4. I haven’t read this yet because I always get tremendous pangs of guilt when I pick it up because I completely klepto-ed it from a friend. Wouldn’t the best solution be for me to read it and return it? Yes, but I haven’t yet.
5. A really neat looking social history on sexual violence in late-Victorian London (think Jack the Ripper), this was a Christmas gift a couple of years ago. I set it down due to typos or some such thing in the introduction. The gift giver has read the book and reassured me that it is well worth the read – I just need to skip over the introduction. I’m not very good at skipping anything so this book has just been sitting on my shelf.
6. I stole this from my parents’ bookshelves so I could read it and no longer have to hear my dad say, “What you really need to do is read that book – Anarchy, Sate, and Utopia – because then you’ll start to understand…” I guess I still need to read Anarchy, State, and Utopia.
7. Picked this up from a used bookstore a year or two ago because philosophy is one area in which I am desperately uneducated and I wanted to remedy that. It sits gathering dust on my shelf and I remain a dunce.

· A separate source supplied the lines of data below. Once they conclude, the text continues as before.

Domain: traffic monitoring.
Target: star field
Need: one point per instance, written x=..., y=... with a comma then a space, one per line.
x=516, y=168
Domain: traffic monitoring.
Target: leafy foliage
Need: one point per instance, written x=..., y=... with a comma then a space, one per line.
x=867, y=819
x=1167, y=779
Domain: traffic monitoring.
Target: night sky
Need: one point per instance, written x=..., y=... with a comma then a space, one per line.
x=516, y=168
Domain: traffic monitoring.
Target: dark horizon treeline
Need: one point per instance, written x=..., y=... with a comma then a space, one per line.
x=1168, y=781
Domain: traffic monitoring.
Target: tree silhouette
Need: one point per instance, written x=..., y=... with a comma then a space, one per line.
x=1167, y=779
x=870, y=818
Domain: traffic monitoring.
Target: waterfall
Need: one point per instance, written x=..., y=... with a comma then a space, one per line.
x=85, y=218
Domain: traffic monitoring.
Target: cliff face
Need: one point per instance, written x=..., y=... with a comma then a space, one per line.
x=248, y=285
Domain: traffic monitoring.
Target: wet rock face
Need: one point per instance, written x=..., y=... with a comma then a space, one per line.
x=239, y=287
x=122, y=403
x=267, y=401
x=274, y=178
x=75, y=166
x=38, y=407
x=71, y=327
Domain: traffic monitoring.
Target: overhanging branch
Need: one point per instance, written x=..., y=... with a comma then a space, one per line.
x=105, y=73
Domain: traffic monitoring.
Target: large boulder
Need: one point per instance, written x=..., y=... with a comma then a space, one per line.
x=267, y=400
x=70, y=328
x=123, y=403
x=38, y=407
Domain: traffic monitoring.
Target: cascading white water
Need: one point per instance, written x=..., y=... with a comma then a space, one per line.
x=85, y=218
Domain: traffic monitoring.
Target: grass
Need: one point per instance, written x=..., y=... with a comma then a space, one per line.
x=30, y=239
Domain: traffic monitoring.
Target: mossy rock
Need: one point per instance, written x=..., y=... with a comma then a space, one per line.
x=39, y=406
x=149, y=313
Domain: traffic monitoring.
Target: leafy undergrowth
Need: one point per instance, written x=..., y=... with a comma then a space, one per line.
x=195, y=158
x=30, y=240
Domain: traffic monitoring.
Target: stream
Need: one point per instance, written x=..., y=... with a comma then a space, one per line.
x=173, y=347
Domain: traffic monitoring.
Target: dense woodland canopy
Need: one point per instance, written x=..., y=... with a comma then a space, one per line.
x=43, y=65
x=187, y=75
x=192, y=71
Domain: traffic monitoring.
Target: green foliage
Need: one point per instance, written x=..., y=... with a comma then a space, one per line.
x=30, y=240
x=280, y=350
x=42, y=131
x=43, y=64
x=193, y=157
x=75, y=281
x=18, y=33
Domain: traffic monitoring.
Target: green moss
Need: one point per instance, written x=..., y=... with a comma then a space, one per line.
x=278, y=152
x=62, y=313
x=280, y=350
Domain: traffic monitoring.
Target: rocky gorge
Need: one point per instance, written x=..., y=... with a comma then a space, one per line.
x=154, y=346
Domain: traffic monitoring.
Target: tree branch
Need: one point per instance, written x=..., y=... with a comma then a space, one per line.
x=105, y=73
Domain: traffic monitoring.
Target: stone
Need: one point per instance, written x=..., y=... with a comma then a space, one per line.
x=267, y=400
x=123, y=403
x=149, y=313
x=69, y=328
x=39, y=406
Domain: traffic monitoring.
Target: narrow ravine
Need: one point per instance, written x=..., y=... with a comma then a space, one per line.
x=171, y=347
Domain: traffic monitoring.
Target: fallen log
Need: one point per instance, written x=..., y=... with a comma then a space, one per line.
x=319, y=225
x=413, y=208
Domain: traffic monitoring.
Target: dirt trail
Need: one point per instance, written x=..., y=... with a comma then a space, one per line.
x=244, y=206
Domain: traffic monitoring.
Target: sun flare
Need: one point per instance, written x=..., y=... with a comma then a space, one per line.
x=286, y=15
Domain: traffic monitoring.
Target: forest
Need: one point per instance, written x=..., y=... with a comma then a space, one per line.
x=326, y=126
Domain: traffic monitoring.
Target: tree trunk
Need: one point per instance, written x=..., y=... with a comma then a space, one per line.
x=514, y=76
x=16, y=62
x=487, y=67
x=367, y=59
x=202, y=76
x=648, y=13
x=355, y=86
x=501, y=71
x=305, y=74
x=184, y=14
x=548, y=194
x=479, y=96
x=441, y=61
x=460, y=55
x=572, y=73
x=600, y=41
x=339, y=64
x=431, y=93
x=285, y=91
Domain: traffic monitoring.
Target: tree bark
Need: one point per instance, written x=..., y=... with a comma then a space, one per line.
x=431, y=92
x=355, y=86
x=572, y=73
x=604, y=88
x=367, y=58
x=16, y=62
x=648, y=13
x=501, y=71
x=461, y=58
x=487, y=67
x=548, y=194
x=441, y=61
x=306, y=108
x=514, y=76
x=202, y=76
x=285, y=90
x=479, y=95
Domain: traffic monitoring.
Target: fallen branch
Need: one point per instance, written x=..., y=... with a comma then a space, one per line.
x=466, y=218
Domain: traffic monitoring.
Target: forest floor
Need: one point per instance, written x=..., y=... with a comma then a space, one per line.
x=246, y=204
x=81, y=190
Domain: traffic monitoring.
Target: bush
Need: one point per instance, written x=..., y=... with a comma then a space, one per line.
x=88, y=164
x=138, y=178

8. Yes, it’s just a textbook but when I started reading it in high school it really opened my eyes. I got it for free from a box of books a college professor had culled from office shelves to be discarded. I made it a significant way through the book before some folks from the church I was attending at the time gave me a lot of grief about reading a philosophy book. That’s completely disgusting, I know. After several threats to chuck the book in the lake I set it aside. Now I mostly want to pick it back up again because I am so irate about why I set it down in the first place.
If anyone has thoughts on any of the listed books or advice on how to get through them I would love to hear it. Some are clearly a matter of just making the time and picking my priorities but others seem like real hurdles. Any thoughts on what I should tackle first from this list? Any guilt books beating like a telltale heart on your shelf?